Le sommet, d’un triangle par exemple, désigne aussi le degré le plus haut. Bref, comme quand ça chauffe trop. Il n’y a pas que le climat qui s’emballe, la machine européenne et financière déraille et a chaud – très chaud – et assure ses arrières. De quoi déclencher des sueurs froides.

Du mot "sommet" découle également le mot "sommité". Celui qui est un cador dans son milieu, un as dans son rayon. Incontournable. De celui qui assiste au sommet, on espère donc qu’il nous sortira de l’ornière. Du gouffre financier.
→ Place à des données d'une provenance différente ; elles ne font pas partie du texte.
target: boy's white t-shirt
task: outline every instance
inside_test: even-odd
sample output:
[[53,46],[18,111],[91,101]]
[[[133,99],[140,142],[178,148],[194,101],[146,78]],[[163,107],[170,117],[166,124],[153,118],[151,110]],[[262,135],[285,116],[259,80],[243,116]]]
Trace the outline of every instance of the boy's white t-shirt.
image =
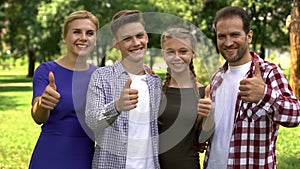
[[209,169],[227,168],[239,84],[245,78],[250,65],[251,62],[241,66],[229,66],[224,74],[222,84],[216,91],[214,115],[216,128],[209,153]]
[[150,132],[150,99],[146,75],[129,74],[130,88],[138,90],[138,103],[129,111],[126,169],[154,168]]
Mais n’oubliez pas, le sommet, c’est comme le trône : même sur le plus haut sommet du monde, on n’est assis que sur son cul. Watch your back!


Le mot fléché (10) : au secours

La presse nous en apprend une bonne : les banques centrales savent voler. Oui, elles volent, ça, on le sait qu’elles volent, les banques. Les emprunts toxiques et les crédits subprimes ont spolié la vie de milliers de gens. Sans vergogne. Allez, sans rancune. Vous l’apprendrez : les banques centrales, elles, savent aussi voler au secours de la zone euro.

Non seulement les banques volent, mais en plus, elles ont donné de "l’oxygène" aux pays européens dans la panade. Du bouche-à-bouche pour un joli tête à queue. Les banques s’imposent comme des supers héros, alors que les Etats ne tiennent plus le cap et perdent le nord. Merci à vous, pour les gestes de premiers secours, notre dernier et ultime recours.

Japon, Etats-Unis, Europe, Suisse, Canada et Angleterre vont donc main dans la main, après avoir tant tapé du pied. Applaudissons. Aux grands maux, les grands remèdes : aux petites secousses, les grands secours. Pompiers pyromanes, les banques raniment les Etats, moribonds. Non, ne tirons pas sur l’ambulance, pimpom, c’est le pompom sur le gateau, dont les parts ne sont plus égales. Au feu les pompiers, la maison brûle, le bateau coule, au secours, attention les secousses. Retenons que contrairement à celle de ses citoyens, la santé de la zone euro, elle, n’a décidément pas de prix.